We have just migrated from v6 to v7 of Parallel Extender DataStage. Most of the jobs that we migrated have been working fine which is good.
However I have noticed that the behaviour of Merge and Join appear to have changed in that it is no longer necessary to sort prior to the Merge or Join stage.
I have completed a number of simple tests that imply that including sorts before merge stages actually lengthen the amount of time it takes for the job to run.
Datastage(Orchestrate?) also complains with error messages such as:
APT_ParallelSortMergeOperator(0),0: WARNING: ParallelSortMerge is combined with its input.
APT_ParallelSortMergeOperator(0),0: WARNING: Partitioning for combined operators is straight-through, so ParallelSortMerge will do nothing.
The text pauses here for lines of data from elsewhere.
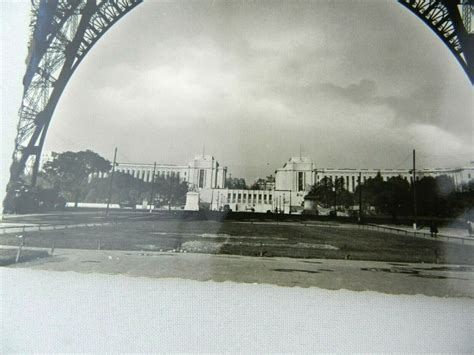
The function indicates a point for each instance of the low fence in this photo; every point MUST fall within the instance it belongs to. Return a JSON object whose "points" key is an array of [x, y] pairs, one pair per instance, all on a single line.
{"points": [[419, 234]]}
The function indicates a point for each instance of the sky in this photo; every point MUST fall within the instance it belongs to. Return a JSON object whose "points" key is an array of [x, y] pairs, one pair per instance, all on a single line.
{"points": [[350, 84]]}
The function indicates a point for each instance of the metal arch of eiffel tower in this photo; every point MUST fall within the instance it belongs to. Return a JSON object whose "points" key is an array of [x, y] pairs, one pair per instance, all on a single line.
{"points": [[63, 32]]}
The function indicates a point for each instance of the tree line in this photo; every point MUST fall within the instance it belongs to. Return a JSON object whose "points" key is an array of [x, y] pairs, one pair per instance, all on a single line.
{"points": [[435, 196], [69, 177]]}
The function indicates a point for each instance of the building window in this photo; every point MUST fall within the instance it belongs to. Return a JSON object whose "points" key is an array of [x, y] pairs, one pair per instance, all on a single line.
{"points": [[201, 178], [300, 181]]}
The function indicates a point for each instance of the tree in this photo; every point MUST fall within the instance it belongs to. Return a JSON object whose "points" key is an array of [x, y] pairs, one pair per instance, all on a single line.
{"points": [[70, 171], [236, 183]]}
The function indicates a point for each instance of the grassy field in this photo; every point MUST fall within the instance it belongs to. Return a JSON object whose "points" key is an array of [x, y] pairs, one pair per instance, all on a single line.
{"points": [[324, 240]]}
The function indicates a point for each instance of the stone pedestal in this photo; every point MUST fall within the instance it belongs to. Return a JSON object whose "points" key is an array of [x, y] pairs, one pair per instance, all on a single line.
{"points": [[192, 201]]}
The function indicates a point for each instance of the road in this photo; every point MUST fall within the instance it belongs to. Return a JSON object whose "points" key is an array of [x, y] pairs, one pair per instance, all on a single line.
{"points": [[393, 278]]}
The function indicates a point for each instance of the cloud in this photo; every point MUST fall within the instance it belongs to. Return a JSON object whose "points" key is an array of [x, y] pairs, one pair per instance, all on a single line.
{"points": [[255, 80]]}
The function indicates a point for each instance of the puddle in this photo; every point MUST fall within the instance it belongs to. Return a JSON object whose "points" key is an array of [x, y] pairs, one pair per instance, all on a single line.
{"points": [[296, 270], [450, 268]]}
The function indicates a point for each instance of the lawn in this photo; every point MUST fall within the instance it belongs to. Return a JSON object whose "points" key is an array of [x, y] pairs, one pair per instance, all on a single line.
{"points": [[322, 240]]}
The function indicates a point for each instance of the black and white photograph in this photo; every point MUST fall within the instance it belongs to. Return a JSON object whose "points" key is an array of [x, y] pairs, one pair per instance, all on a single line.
{"points": [[237, 176]]}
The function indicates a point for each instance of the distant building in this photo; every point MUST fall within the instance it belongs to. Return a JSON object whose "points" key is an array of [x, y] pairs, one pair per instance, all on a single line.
{"points": [[283, 193], [203, 172]]}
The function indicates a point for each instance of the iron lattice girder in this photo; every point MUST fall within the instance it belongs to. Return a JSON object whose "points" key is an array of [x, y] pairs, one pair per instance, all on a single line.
{"points": [[444, 18], [63, 31]]}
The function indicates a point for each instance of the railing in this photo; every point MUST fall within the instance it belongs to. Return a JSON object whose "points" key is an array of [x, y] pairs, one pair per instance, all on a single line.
{"points": [[419, 234]]}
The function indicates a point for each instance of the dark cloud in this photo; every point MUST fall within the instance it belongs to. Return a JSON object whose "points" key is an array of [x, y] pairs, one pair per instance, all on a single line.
{"points": [[356, 83]]}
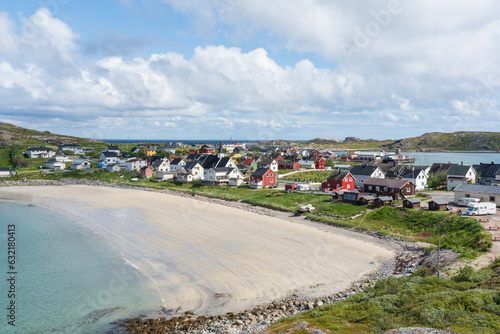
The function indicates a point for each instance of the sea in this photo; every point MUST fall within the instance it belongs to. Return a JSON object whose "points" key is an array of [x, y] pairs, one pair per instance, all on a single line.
{"points": [[64, 278]]}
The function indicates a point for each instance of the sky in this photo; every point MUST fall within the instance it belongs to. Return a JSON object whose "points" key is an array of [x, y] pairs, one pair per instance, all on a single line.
{"points": [[250, 69]]}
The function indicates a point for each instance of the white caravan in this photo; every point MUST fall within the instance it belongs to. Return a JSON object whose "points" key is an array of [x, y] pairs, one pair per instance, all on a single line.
{"points": [[483, 208], [465, 201]]}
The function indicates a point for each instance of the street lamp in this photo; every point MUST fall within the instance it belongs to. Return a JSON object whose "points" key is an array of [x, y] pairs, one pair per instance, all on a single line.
{"points": [[439, 249]]}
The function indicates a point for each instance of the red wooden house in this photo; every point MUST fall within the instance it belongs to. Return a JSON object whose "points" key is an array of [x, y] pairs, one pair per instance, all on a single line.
{"points": [[207, 149], [146, 172], [288, 165], [247, 162], [263, 177], [320, 163], [315, 154], [338, 180]]}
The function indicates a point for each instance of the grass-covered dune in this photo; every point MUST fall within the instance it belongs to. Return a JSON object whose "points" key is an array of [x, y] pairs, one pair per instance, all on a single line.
{"points": [[466, 303]]}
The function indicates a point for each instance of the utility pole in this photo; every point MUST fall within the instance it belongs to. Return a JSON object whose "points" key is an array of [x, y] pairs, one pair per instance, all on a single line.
{"points": [[439, 250]]}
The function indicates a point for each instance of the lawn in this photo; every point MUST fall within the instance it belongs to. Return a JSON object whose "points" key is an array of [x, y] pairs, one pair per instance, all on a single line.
{"points": [[466, 303], [312, 176]]}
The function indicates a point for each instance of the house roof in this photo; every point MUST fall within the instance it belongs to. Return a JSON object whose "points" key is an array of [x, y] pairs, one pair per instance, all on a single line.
{"points": [[476, 188], [176, 161], [390, 183], [79, 161], [266, 162], [437, 167], [368, 197], [247, 161], [159, 162], [338, 175], [439, 201], [261, 171], [488, 170], [190, 165], [413, 200], [363, 170], [460, 170], [38, 149], [110, 154], [412, 173]]}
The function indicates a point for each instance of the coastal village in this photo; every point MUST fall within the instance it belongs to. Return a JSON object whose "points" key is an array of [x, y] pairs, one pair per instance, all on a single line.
{"points": [[355, 177], [382, 195]]}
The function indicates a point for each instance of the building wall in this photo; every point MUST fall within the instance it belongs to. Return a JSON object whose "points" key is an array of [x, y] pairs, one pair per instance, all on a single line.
{"points": [[482, 197]]}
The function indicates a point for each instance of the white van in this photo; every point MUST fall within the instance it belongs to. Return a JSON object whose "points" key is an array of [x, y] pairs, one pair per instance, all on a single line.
{"points": [[465, 201], [483, 208]]}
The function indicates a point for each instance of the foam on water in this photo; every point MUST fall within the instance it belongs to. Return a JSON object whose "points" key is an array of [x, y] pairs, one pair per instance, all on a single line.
{"points": [[69, 280]]}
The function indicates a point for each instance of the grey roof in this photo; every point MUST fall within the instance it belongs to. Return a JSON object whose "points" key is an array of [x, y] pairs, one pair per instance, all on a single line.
{"points": [[176, 161], [368, 197], [363, 170], [476, 188], [157, 163], [440, 201], [391, 183], [460, 170], [261, 171], [38, 149], [190, 165], [488, 170], [110, 154], [412, 173], [413, 200], [437, 167], [338, 175]]}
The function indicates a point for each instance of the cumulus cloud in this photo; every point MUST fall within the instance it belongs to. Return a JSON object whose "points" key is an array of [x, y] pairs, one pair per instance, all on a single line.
{"points": [[400, 62]]}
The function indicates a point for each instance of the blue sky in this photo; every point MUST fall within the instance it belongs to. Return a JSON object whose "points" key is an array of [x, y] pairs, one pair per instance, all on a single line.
{"points": [[210, 69]]}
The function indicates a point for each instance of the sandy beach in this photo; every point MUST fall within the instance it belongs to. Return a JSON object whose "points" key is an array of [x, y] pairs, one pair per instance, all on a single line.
{"points": [[209, 258]]}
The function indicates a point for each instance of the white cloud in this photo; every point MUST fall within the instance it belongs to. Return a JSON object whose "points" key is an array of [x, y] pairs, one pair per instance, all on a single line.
{"points": [[412, 64]]}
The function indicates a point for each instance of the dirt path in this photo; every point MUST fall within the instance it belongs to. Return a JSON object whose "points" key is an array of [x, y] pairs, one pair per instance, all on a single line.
{"points": [[485, 259]]}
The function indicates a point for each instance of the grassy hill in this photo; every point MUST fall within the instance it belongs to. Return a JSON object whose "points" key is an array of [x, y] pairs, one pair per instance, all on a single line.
{"points": [[435, 141], [14, 140]]}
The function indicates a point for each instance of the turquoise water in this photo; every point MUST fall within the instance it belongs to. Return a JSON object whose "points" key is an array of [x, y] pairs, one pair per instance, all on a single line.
{"points": [[68, 280]]}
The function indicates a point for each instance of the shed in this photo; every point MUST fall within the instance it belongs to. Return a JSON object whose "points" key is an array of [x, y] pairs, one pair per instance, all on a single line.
{"points": [[383, 201], [367, 199], [438, 204], [411, 203]]}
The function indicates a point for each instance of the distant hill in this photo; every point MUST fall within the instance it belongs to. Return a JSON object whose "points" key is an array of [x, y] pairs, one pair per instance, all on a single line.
{"points": [[15, 135], [435, 141]]}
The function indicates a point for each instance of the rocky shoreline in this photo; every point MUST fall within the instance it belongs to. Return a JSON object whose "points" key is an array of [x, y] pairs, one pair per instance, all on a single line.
{"points": [[259, 318]]}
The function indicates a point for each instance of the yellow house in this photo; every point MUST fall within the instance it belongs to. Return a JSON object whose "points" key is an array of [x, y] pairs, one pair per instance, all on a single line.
{"points": [[148, 151]]}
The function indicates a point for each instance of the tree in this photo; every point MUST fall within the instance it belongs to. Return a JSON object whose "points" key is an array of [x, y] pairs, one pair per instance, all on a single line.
{"points": [[436, 179]]}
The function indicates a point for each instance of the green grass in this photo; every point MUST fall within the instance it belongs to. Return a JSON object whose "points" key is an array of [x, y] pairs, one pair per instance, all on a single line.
{"points": [[286, 201], [463, 235], [312, 176], [340, 209], [468, 303]]}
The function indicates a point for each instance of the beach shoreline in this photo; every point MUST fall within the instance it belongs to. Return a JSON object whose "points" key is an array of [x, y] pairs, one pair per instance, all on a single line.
{"points": [[252, 275]]}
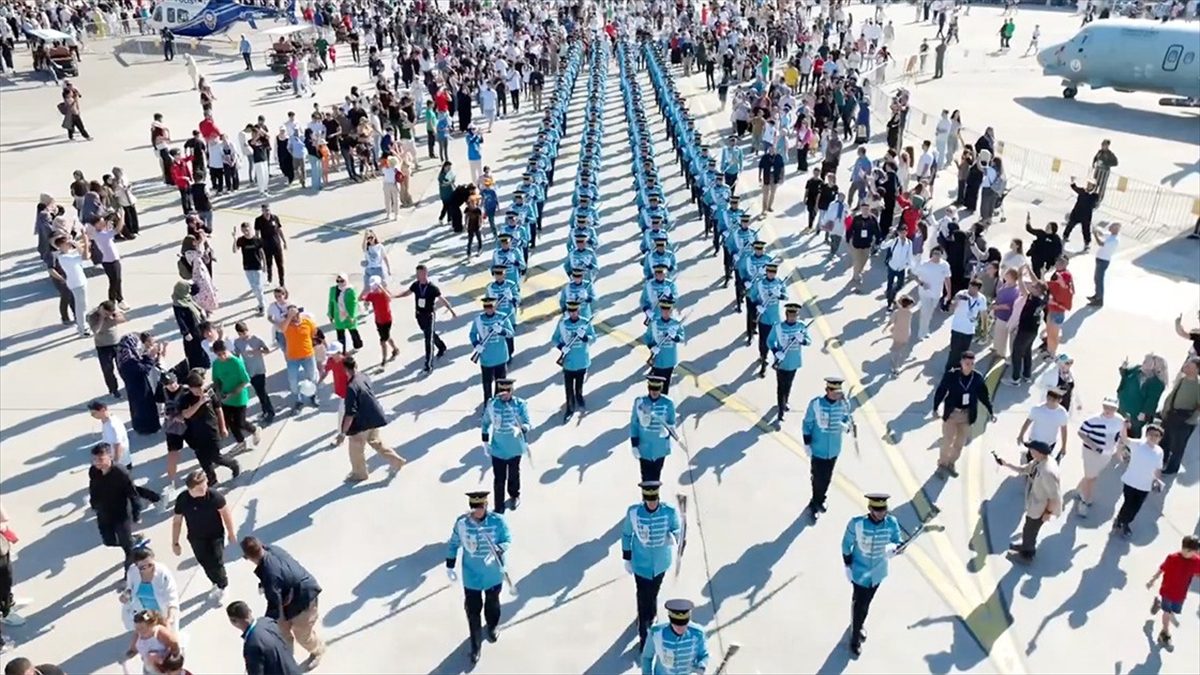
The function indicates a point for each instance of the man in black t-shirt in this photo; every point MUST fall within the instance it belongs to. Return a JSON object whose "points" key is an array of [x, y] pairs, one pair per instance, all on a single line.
{"points": [[251, 249], [205, 426], [274, 240], [427, 294], [209, 526]]}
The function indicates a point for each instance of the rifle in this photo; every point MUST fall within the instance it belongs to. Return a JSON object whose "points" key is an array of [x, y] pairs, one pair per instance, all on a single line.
{"points": [[491, 333]]}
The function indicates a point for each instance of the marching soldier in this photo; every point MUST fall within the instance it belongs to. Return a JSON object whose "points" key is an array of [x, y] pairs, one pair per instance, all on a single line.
{"points": [[660, 255], [508, 299], [573, 339], [751, 267], [484, 538], [767, 294], [865, 548], [490, 335], [826, 422], [648, 539], [676, 647], [785, 342], [504, 428], [651, 428], [513, 260], [657, 290], [663, 336]]}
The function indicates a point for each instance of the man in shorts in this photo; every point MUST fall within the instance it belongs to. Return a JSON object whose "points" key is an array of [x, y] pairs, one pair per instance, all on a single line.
{"points": [[1177, 572], [1102, 435]]}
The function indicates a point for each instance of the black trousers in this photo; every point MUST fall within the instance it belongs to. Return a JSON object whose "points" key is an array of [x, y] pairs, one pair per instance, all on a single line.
{"points": [[647, 602], [959, 344], [1132, 505], [264, 399], [113, 272], [430, 338], [652, 470], [505, 479], [107, 356], [822, 475], [487, 603], [491, 374], [573, 381], [235, 420], [859, 604], [1175, 441], [119, 535], [210, 555], [274, 254], [355, 339], [784, 380], [666, 374]]}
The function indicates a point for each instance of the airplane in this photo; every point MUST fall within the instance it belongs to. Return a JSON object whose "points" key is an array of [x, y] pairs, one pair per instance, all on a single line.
{"points": [[1131, 55], [203, 18]]}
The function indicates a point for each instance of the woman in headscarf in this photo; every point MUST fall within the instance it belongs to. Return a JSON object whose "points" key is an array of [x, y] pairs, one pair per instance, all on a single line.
{"points": [[189, 316], [137, 362], [1140, 388]]}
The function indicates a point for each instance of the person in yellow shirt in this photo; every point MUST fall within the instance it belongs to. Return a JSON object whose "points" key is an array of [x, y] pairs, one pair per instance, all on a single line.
{"points": [[299, 330]]}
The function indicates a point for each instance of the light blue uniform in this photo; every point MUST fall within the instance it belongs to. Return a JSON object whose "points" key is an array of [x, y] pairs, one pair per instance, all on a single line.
{"points": [[490, 332], [786, 340], [648, 426], [768, 296], [826, 423], [480, 569], [865, 544], [504, 425], [579, 334], [649, 538], [670, 653], [665, 336]]}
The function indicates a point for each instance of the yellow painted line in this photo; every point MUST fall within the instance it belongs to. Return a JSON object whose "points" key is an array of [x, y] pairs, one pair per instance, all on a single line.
{"points": [[990, 626]]}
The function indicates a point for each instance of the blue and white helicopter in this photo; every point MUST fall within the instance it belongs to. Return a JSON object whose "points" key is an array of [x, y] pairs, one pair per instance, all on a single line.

Although I have never seen that error message before, your PX scripts might be suffering from the automatic insertion of hashes and sorts that happens in PX 6+. Check on the PX Forum for a discussion about this feature.
To add to ur discussions...I have used Orchestrate (before it Accential took over Torrent) and when we use Hash-Sort before any Joins and also its good to do when partitioning...to expect same data on one partition...so that when u re-run ur job...it makes sure u get the same result...
We had situations then with Orchestarte...with getting different result with diffrent runs.